En France aussi, Areva utilise de l'eau pour stocker le carburant nucléaire. "Quelques mètres d’eau sont à même de protéger de l’extrême radioactivité des assemblages de combustibles quand ils sont déchargés du cœur du réacteur, explique l'Andra. Puis les assemblages destinés à être traités sont entreposés dans de grandes piscines à l'usine de retraitement de La Hague". Yves Marignac, directeur du cabinet d'études WISE-Paris, écrivait dans une étude publiée en 2001 que "le site de stockage de La Hague est sensible, notamment aux attaques terroristes". Il estimait dans ce document qu'un gros-porteur chargé de kérosène, s'il s'écrasait dans l'une des piscines, pourrait causer "une catastrophe nucléaire civile sans précédent". Son étude a plus de 15 ans, elle est malheureusement toujours d'actualité.

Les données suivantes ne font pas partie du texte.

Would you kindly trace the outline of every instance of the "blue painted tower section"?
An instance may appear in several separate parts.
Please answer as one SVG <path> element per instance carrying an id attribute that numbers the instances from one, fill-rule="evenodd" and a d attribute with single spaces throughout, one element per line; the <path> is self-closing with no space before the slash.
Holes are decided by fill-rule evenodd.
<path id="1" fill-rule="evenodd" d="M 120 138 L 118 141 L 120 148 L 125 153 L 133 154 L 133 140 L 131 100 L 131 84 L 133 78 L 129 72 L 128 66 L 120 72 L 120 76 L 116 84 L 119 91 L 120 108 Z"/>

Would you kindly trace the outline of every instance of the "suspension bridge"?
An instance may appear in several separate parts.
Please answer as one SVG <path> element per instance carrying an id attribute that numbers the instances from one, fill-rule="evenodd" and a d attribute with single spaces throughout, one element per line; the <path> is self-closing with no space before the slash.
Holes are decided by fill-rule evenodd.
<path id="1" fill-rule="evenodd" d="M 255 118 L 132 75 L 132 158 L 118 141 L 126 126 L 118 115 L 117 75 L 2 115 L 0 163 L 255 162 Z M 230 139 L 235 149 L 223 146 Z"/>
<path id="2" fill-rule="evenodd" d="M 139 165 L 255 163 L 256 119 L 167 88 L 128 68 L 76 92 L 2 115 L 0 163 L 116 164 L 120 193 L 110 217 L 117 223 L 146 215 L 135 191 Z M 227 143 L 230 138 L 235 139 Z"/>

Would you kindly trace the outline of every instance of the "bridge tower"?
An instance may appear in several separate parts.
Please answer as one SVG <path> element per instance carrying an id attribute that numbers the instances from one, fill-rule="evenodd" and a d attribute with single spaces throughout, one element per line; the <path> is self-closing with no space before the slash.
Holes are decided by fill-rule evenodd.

Kevin Kamps surenchérit : "Ce serait une méga-catastrophe, car de l'hydrogène pourrait être généré dans les cuves, et exploser." Centraliser les déchets, comme l'Andra le fait en France, réduit les risques aux abords des centrales. "Mais cela augmente les risques d'incendie à La Hague, rappelle l'expert américain, et les conséquences pourraient être terribles pour la France et les pays voisins." Pascal Aubret, le directeur du site de La Hague, assure "donner une priorité absolue à la sûreté, la sécurité et la transparence" - c'est en tout cas qu'il écrivait en 2015 dans un rapport d'activité du centre de retraitement. 100 millions d'euros y sont investis chaque année dans la pérennité des installations... C'est peu, quand on songe aux 2000 milliards que pourrait l'incendie-monstre redouté par les experts américains.